Sevier, in all, fought thirty-five battles. He was the most famous Indian fighter of his time.
[Sidenote: =Governor of Tennessee many times=]
[Sidenote: =Indians trusted him=]
When Tennessee became a state the people elected him governor. They reƫlected him till he had held the office for twelve years. The people of Tennessee almost worshiped the bold pioneer. He had spent all his time and all his wealth in their service. And while he was governor, and living in Knoxville, the early capital, one or more of his old riflemen were always living at his home. Even the Indian chiefs often came to visit him. When the people of Tennessee were debating questions of great importance, they always asked: "What says the good old governor?"
[Sidenote: =The boy's disappointment=]
One Sunday, when all the people of a backwoods settlement were at the country church, a bareheaded runner rushed in and shouted, "Nolichucky Jack's a-coming!" The people rushed out to see their governor. As he came near, he greeted one of his old riflemen, put his hand upon the head of the old soldier's son, spoke a kindly word, and rode on. The boy looked up at his father and said: "Why, father, 'Chucky Jack' is only a man!"

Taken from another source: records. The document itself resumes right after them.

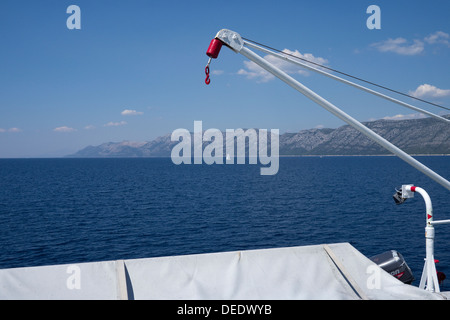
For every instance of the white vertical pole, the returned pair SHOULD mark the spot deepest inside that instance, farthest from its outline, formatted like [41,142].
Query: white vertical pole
[429,279]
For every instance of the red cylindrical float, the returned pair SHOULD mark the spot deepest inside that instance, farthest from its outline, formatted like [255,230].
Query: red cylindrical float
[214,48]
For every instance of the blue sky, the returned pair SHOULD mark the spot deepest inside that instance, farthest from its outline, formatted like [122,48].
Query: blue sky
[62,90]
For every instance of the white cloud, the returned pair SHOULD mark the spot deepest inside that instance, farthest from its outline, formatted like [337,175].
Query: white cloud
[115,124]
[427,90]
[217,72]
[438,37]
[400,46]
[64,129]
[406,116]
[128,112]
[10,130]
[253,71]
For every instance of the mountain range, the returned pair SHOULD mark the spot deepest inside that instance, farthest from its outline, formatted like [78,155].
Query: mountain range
[417,136]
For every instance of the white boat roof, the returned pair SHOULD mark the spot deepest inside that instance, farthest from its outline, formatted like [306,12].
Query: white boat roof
[334,271]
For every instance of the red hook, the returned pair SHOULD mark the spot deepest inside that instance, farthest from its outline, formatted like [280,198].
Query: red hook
[207,80]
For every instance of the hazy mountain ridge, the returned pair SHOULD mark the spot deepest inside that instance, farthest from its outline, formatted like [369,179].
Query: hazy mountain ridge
[418,136]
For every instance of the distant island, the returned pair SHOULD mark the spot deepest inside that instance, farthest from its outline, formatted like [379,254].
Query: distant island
[419,136]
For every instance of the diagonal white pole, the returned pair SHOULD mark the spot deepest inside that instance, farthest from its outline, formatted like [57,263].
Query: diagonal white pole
[304,65]
[342,115]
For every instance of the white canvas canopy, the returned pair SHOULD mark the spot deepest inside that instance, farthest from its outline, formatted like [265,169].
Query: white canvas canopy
[335,271]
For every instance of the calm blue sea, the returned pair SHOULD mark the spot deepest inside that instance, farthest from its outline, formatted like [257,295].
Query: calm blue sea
[58,211]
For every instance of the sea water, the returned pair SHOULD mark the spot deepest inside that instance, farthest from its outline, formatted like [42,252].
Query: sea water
[59,211]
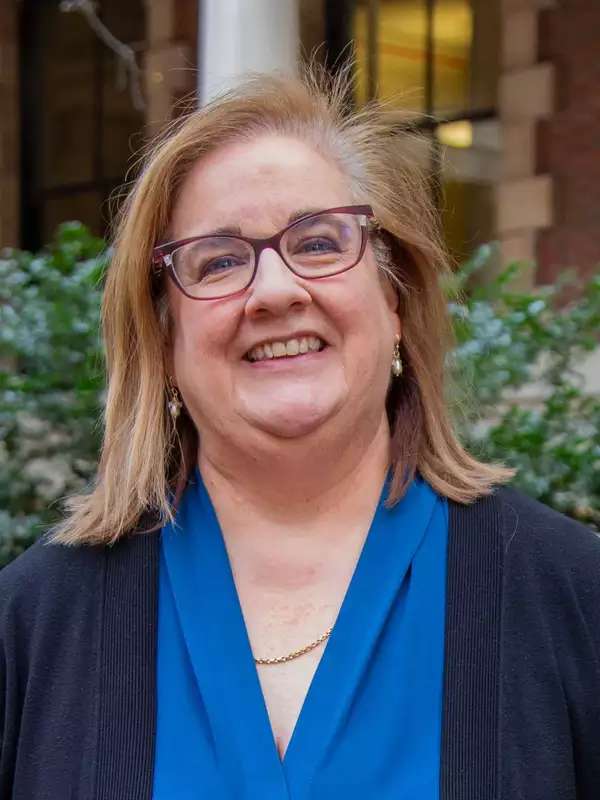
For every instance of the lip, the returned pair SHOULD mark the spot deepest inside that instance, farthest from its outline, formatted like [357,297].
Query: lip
[288,362]
[284,338]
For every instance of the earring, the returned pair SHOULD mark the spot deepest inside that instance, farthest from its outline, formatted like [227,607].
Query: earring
[174,403]
[397,367]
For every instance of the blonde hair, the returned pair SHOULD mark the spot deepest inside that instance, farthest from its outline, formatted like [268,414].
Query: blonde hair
[146,459]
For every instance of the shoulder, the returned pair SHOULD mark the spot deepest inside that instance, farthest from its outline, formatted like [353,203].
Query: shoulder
[545,555]
[531,528]
[47,575]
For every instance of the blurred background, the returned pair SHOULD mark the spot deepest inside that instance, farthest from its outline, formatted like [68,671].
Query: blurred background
[507,96]
[507,91]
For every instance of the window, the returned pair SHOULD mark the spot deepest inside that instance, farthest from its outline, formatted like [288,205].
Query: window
[439,60]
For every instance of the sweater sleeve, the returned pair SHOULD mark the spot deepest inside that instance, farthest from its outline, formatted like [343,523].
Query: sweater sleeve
[49,601]
[551,670]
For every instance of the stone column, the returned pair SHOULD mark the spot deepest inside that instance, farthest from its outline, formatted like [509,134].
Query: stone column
[236,37]
[9,125]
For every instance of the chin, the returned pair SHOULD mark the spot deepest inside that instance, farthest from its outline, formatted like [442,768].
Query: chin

[Sidenote: =Died in 1815=]
Sevier died in 1815, while acting as an officer in marking the boundary line between Georgia and the Indian lands. Only a few soldiers and Indians were present. There he lies, with only the name "John Sevier" cut on a simple slab. But for generations the children of the pioneers went on repeating to their children the story of the courage and goodness of "Nolichucky Jack." His name is yet a household word among the people of eastern Tennessee. Their children are taught the story of his life. In the courthouse yard at Knoxville stands a monument erected to his memory.
GEORGE ROGERS CLARK, THE HERO OF VINCENNES
[Sidenote: =Clark born in Virginia=]
[Sidenote: =A surveyor=]
=111. A Successful Leader against the Indians and the British.= George Rogers Clark was born in Virginia in 1752. From childhood Clark liked to roam the woods. He became a surveyor and an Indian fighter at the age of twenty-one. Like Washington, with chain and compass, and with ax and rifle, he made his way far into the wild and lonely forests of the upper Ohio.
[Sidenote: =A scout=]
Clark was a scout for the governor of Virginia in the expedition which defeated the great Shawnee chief Cornstalk at the mouth of the Kanawha.
Two years later Clark made his way alone over the mountains and became a leader in Kentucky, along with Boone. The Kentucky hunters chose Clark to go to Virginia as their lawmaker.
[Sidenote: =In Kentucky=]
He told Governor Patrick Henry that if Kentucky was not worth defending against the Indians, it was not worth having. At this the Virginian lawmakers made Kentucky into a Virginia county and gave Clark five hundred pounds of powder, which he carried down the Ohio River to Kentucky.
[Sidenote: =Life at Harrodsburg=]
Clark lived at Harrodsburg where, for more than a year, he was kept busy helping the settlers fight off the Indians. This was the very time when Boonesboro and other settlements were so often surrounded by Indians who had been aroused by the British officers at Detroit. These officers paid a certain sum for each scalp of an American the Indians brought them.
[Sidenote: =Turns to Patrick Henry in time of need=]
After having seen brave men and women scalped by the Indians, Clark decided to strike a blow at the British across the Ohio. But where could he find money and men for an army? Kentucky did not have men enough. Clark thought of that noble patriot across the mountains, Patrick Henry. He mounted his horse and guided some settlers back to Virginia, but kept his secret. In Virginia he heard the good news that Burgoyne had surrendered.